Die monatliche Blutung fühlt sich manchmal einfach wie ein weiteres To Do auf der Liste an. Abwarten bis sie kommt, Vorkehrungen treffen (Menstruationstasse, Tampon, …), ein paar Tage verstreichen lassen, fertig. So gut ein routinierter Umgang auch sein kann, so stumpf ist er auch. Wo bleibt das Besondere am Menstruationsblut? Habe ich nicht erst davon geschrieben, meine Menstruation genießen zu wollen. Doch was kann ich daraus ziehen?

Um einen Anfang zum Genuss zu wagen und vielleicht etwas weiter zu unseren Wurzeln zurückzukehren, schlage ich eine Sinnsuche vor. Wofür ist die Menstruation gut? Was bewirkt sie in uns?

 

(Nicht nur) das Menstruationsblut verabschieden

 

Seit ich mich mit Frauen und den Umgang mit Menstruation beschäftige, komme ich immer wieder auf den Punkt des Loslassens zurück. Den Gebärmutterschleim und das Blut zu verlieren, durch wellenartige Kontraktionen der Gebärmutter, das wirkt fast wie ein Wegstoßen, ein Schubsen. Ein ganz aktives Loslassen sozusagen. Es ist, als wenn die Gebärmutter deutlich machen will, dass hier etwas zu Ende geht und dieses Etwas nicht mehr willkommen ist.

Die Menstruation wirkt damit auch als innere Reinigung von Dingen, die nicht mehr gut für den Körper sind. Diese Praxis lässt sich gut mit einer emotionalen Ebene verbinden. Sie kann so als Brücke dienen, um eine persönlichere Beziehung zum Menstruationsblut aufzubauen.

Was ich loslassen möchte, das kann sich monatlich ändern oder aber ich arbeite über mehrere Menstruationen hinweg an einem Abschied. Schon bevor meine Menstruation einsetzt, ziehe ich mich in Ruhe zurück und denke darüber nach, was ich loslassen möchte. Das können Kleinigkeiten sein, Ärgernisse aus dem Alltag zum Beispiel. Wenn ich Kraft habe, traue ich mich an Größeres heran und verabschiede mich von Erinnerungen und schlechten Einflüssen.

 

Der Prozess des Loslassens ist individuell

 

Das Loslassen selbst kann ganz individuell aussehen. Vielleicht machst Du einen Abschiedsspaziergang, verbrennst kleine Zettel oder schreist aus voller Kehle. Etwas loszulassen ist leise und laut, sanft und heftig. Denk an Deine Gebärmutter und wie sie sich dem Schleim und Blut entledigt. An den ersten Tagen mit heftiger Vehemenz, später ruhige Gesten und Geduld. Sie kann Dir ein Vorbild sein. Oder aber genau das Gegenteil von dem, wie Du Dich verabschieden willst.

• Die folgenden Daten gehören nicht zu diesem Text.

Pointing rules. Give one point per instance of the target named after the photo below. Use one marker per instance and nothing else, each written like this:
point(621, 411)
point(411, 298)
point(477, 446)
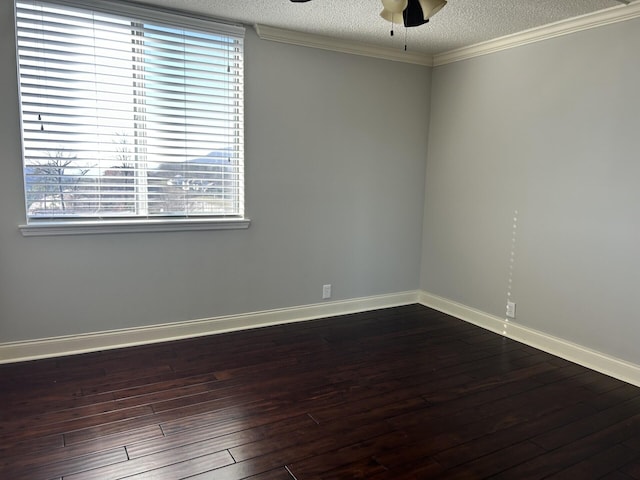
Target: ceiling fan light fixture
point(391, 16)
point(394, 6)
point(431, 7)
point(413, 15)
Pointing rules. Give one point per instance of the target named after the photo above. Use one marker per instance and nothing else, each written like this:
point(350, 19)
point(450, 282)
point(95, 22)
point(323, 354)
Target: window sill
point(92, 227)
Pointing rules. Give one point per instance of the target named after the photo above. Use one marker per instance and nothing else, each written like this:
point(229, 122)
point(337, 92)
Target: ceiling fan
point(411, 13)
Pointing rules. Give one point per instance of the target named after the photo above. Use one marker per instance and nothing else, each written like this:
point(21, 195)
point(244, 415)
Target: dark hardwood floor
point(401, 393)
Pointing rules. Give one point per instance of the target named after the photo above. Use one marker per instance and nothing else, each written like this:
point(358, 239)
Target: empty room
point(293, 240)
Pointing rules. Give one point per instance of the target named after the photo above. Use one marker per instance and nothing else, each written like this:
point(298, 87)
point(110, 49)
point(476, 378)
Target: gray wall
point(549, 131)
point(335, 164)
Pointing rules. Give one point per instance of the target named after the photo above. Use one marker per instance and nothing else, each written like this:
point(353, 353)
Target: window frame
point(132, 224)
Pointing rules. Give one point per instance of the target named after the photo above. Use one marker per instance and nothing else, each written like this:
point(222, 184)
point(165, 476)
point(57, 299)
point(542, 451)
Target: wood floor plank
point(392, 394)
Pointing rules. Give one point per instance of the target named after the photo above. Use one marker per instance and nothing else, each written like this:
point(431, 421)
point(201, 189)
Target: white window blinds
point(131, 113)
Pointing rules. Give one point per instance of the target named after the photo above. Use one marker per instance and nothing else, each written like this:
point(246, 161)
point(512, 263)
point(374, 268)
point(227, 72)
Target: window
point(129, 114)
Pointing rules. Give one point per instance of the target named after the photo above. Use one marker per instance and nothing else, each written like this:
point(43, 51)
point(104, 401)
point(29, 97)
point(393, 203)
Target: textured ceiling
point(461, 23)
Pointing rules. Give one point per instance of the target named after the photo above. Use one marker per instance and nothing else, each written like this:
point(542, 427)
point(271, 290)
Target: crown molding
point(564, 27)
point(327, 43)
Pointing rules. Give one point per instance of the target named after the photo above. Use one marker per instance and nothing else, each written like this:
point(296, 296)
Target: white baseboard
point(91, 342)
point(614, 367)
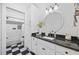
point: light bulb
(55, 7)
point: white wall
(67, 11)
(0, 30)
(14, 36)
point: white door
(13, 34)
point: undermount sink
(48, 38)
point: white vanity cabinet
(45, 48)
(65, 51)
(34, 45)
(41, 47)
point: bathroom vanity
(46, 46)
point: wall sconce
(52, 8)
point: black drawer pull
(66, 52)
(43, 48)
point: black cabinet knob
(43, 48)
(66, 52)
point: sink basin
(48, 38)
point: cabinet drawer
(45, 50)
(66, 51)
(34, 45)
(47, 44)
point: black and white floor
(17, 49)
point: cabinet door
(47, 44)
(34, 45)
(66, 51)
(45, 50)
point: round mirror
(54, 22)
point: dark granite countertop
(64, 43)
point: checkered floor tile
(17, 49)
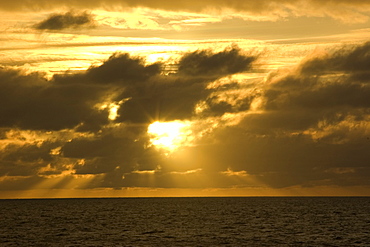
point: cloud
(205, 63)
(345, 11)
(304, 126)
(66, 20)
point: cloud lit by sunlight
(169, 135)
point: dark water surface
(247, 221)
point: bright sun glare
(169, 135)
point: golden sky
(105, 98)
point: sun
(169, 135)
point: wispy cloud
(66, 20)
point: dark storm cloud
(31, 102)
(175, 96)
(69, 100)
(25, 160)
(274, 7)
(66, 20)
(310, 128)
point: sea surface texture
(246, 221)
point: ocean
(222, 221)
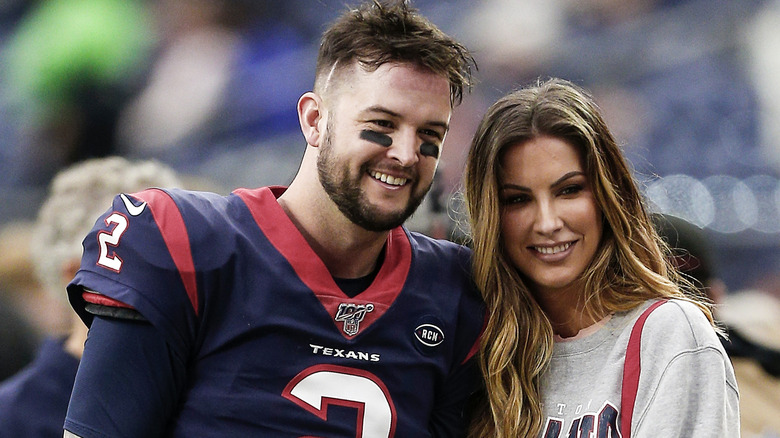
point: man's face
(384, 134)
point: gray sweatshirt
(686, 387)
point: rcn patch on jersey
(428, 334)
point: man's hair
(379, 32)
(77, 196)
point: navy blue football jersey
(272, 346)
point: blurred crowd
(208, 87)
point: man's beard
(346, 193)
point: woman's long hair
(629, 267)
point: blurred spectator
(762, 38)
(751, 319)
(219, 92)
(67, 69)
(20, 335)
(34, 401)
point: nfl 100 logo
(351, 314)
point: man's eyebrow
(380, 109)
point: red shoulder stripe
(96, 298)
(171, 225)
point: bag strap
(631, 370)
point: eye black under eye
(429, 150)
(376, 137)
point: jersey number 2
(317, 387)
(111, 239)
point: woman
(567, 261)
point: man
(305, 311)
(33, 402)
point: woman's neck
(566, 310)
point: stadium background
(689, 87)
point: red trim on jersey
(286, 238)
(96, 298)
(478, 342)
(631, 370)
(174, 232)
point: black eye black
(376, 137)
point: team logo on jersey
(351, 314)
(133, 209)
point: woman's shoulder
(680, 322)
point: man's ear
(311, 112)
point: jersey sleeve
(687, 386)
(138, 256)
(128, 382)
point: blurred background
(209, 87)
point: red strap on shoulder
(631, 371)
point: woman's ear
(310, 113)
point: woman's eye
(515, 199)
(571, 189)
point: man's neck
(348, 250)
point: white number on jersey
(111, 239)
(315, 388)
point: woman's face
(550, 223)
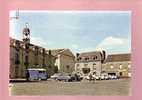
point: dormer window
(87, 59)
(94, 58)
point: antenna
(16, 15)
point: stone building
(38, 58)
(118, 64)
(89, 62)
(65, 60)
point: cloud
(114, 44)
(40, 42)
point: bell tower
(26, 41)
(26, 34)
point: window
(120, 66)
(77, 65)
(86, 59)
(94, 64)
(85, 65)
(67, 66)
(17, 61)
(129, 65)
(111, 66)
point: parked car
(36, 74)
(75, 77)
(64, 77)
(55, 76)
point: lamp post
(26, 40)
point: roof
(89, 56)
(118, 57)
(86, 54)
(55, 52)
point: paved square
(121, 87)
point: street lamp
(26, 40)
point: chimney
(49, 52)
(77, 54)
(103, 55)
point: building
(65, 60)
(38, 57)
(118, 64)
(89, 62)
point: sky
(79, 31)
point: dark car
(75, 77)
(64, 77)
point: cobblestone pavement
(104, 87)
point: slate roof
(118, 57)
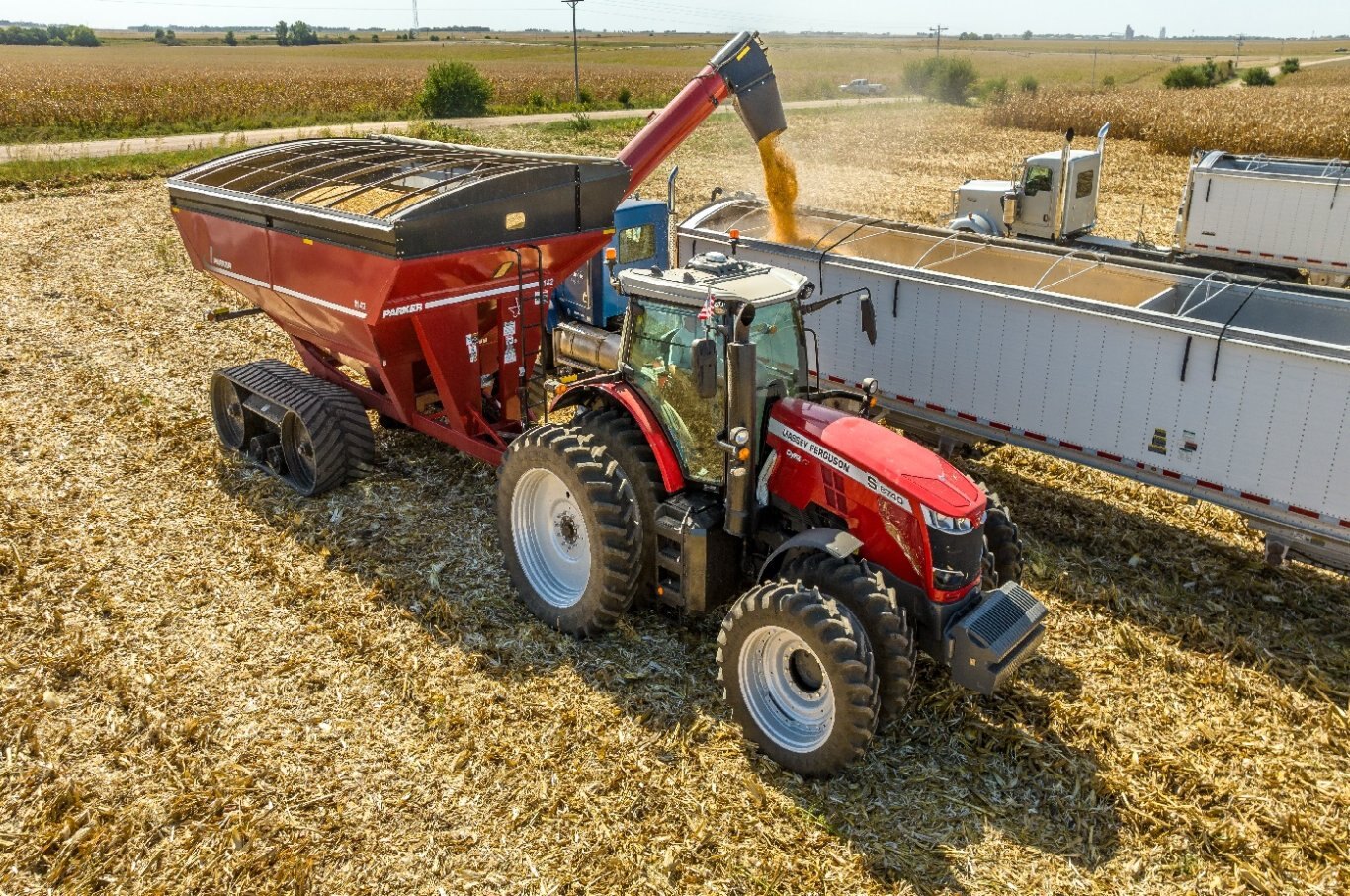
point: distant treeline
(52, 36)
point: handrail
(1205, 283)
(1065, 257)
(918, 265)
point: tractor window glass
(1037, 180)
(660, 360)
(636, 243)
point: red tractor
(707, 461)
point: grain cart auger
(707, 463)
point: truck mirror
(869, 316)
(704, 367)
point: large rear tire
(1002, 544)
(568, 529)
(615, 428)
(798, 677)
(863, 590)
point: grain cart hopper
(413, 280)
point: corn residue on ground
(212, 686)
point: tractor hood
(896, 461)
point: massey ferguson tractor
(419, 281)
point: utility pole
(576, 67)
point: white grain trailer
(1269, 210)
(1231, 390)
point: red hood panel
(886, 453)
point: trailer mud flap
(999, 634)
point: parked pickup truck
(862, 87)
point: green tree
(454, 88)
(83, 36)
(1257, 77)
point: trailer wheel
(615, 430)
(568, 529)
(234, 427)
(796, 671)
(1002, 544)
(860, 589)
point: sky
(1292, 18)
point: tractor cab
(682, 327)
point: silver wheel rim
(551, 537)
(786, 690)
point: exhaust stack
(738, 69)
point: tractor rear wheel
(568, 529)
(615, 428)
(1002, 544)
(863, 590)
(798, 675)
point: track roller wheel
(616, 430)
(234, 427)
(1002, 544)
(568, 528)
(797, 672)
(324, 435)
(862, 589)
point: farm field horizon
(133, 87)
(210, 685)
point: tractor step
(697, 563)
(991, 641)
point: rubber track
(615, 428)
(864, 591)
(611, 495)
(1002, 542)
(345, 446)
(838, 638)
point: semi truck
(1269, 216)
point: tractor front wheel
(568, 528)
(1002, 544)
(798, 675)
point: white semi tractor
(1283, 217)
(1228, 389)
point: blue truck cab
(640, 239)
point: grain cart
(1242, 213)
(415, 280)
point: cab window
(659, 357)
(636, 243)
(1037, 180)
(1084, 185)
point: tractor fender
(632, 401)
(833, 541)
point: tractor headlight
(943, 523)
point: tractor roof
(717, 276)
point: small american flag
(707, 310)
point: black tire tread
(863, 590)
(838, 642)
(345, 445)
(611, 498)
(616, 430)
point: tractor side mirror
(869, 316)
(704, 367)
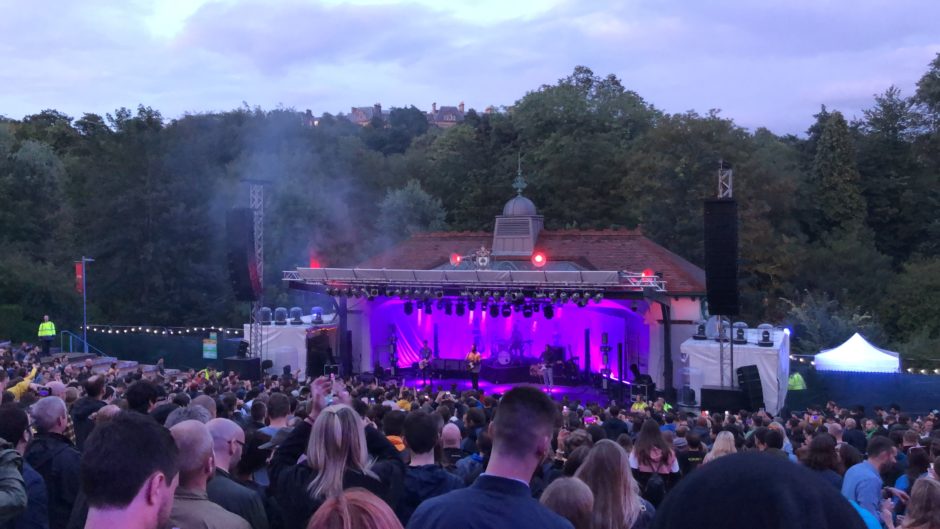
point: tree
(895, 184)
(409, 210)
(819, 322)
(838, 193)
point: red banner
(79, 276)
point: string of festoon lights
(160, 330)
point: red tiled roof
(591, 249)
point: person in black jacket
(614, 426)
(501, 498)
(330, 468)
(85, 407)
(19, 489)
(424, 478)
(54, 456)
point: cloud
(769, 63)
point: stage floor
(585, 393)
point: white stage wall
(773, 364)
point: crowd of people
(83, 446)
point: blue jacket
(862, 484)
(490, 503)
(422, 483)
(37, 509)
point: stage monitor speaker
(242, 266)
(750, 384)
(721, 256)
(319, 354)
(245, 368)
(720, 400)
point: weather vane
(519, 184)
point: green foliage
(911, 303)
(844, 217)
(820, 322)
(409, 210)
(839, 197)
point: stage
(585, 393)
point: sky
(768, 63)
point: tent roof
(857, 354)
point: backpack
(655, 489)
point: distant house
(364, 115)
(445, 116)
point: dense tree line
(839, 229)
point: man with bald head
(56, 459)
(228, 444)
(191, 506)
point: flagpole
(85, 302)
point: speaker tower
(242, 266)
(721, 256)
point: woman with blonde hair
(617, 501)
(572, 499)
(336, 449)
(354, 509)
(923, 511)
(724, 445)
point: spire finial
(519, 184)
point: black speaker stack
(749, 382)
(721, 256)
(242, 266)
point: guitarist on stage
(473, 365)
(548, 374)
(424, 364)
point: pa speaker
(242, 266)
(721, 256)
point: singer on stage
(473, 364)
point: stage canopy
(857, 354)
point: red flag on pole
(79, 276)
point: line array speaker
(242, 266)
(721, 256)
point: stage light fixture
(539, 259)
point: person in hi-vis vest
(46, 334)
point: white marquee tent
(856, 354)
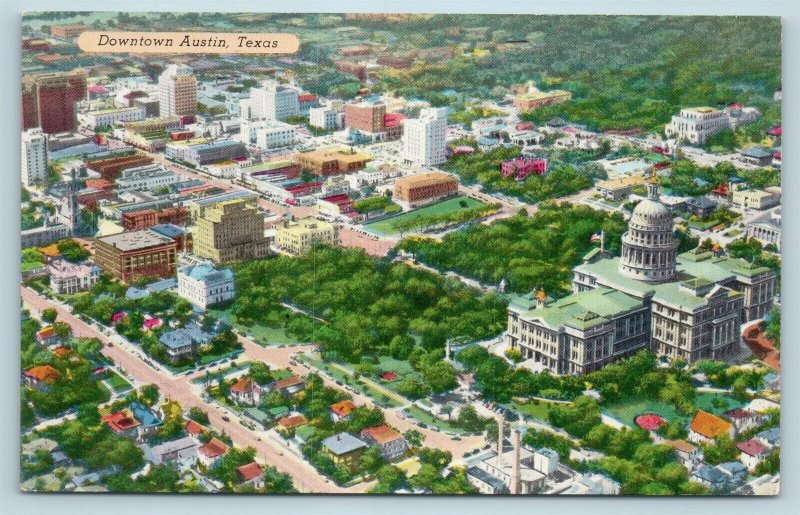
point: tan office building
(299, 236)
(231, 230)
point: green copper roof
(679, 292)
(586, 309)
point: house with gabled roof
(210, 453)
(391, 443)
(251, 474)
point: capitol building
(689, 306)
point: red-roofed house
(649, 421)
(47, 336)
(752, 452)
(286, 424)
(391, 443)
(706, 427)
(41, 377)
(245, 391)
(743, 420)
(194, 430)
(211, 452)
(251, 474)
(342, 410)
(122, 422)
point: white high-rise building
(273, 101)
(177, 90)
(324, 117)
(267, 134)
(34, 157)
(424, 137)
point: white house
(203, 285)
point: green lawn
(449, 206)
(433, 421)
(625, 411)
(537, 411)
(265, 336)
(339, 374)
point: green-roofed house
(579, 333)
(688, 305)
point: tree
(49, 315)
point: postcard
(400, 254)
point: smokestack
(515, 479)
(500, 422)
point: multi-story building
(208, 153)
(266, 134)
(177, 89)
(110, 164)
(67, 278)
(231, 230)
(48, 100)
(766, 227)
(34, 157)
(133, 254)
(424, 137)
(755, 199)
(689, 306)
(105, 117)
(300, 235)
(272, 101)
(534, 98)
(203, 285)
(145, 218)
(696, 124)
(333, 161)
(426, 188)
(146, 178)
(325, 118)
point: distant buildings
(231, 229)
(67, 278)
(271, 101)
(420, 189)
(766, 227)
(266, 134)
(333, 161)
(203, 285)
(325, 118)
(177, 91)
(48, 100)
(755, 199)
(534, 98)
(34, 157)
(104, 117)
(298, 236)
(688, 306)
(424, 137)
(133, 254)
(697, 124)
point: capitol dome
(649, 247)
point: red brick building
(133, 254)
(48, 100)
(416, 190)
(110, 167)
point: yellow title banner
(188, 42)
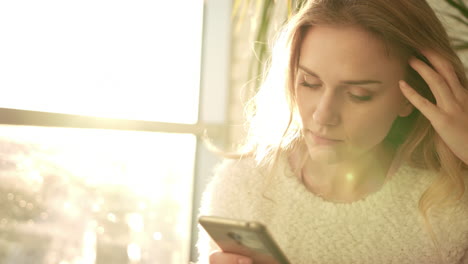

Das Menstruationsblut loszulassen und mit ihm auch vieles andere, soll so aussehen wie Du Dich wohlfühlst. Schließlich ist dieser Prozess sehr intim und nicht immer einfach. Und vielleicht fällt Dir nach dem Abschied auf, dass Du das erste Mal einen Sinn im Menstruieren gesehen hast. Das kann ein Anfang für euch sein, die Menstruation und Dich, um euch näher kennenzulernen.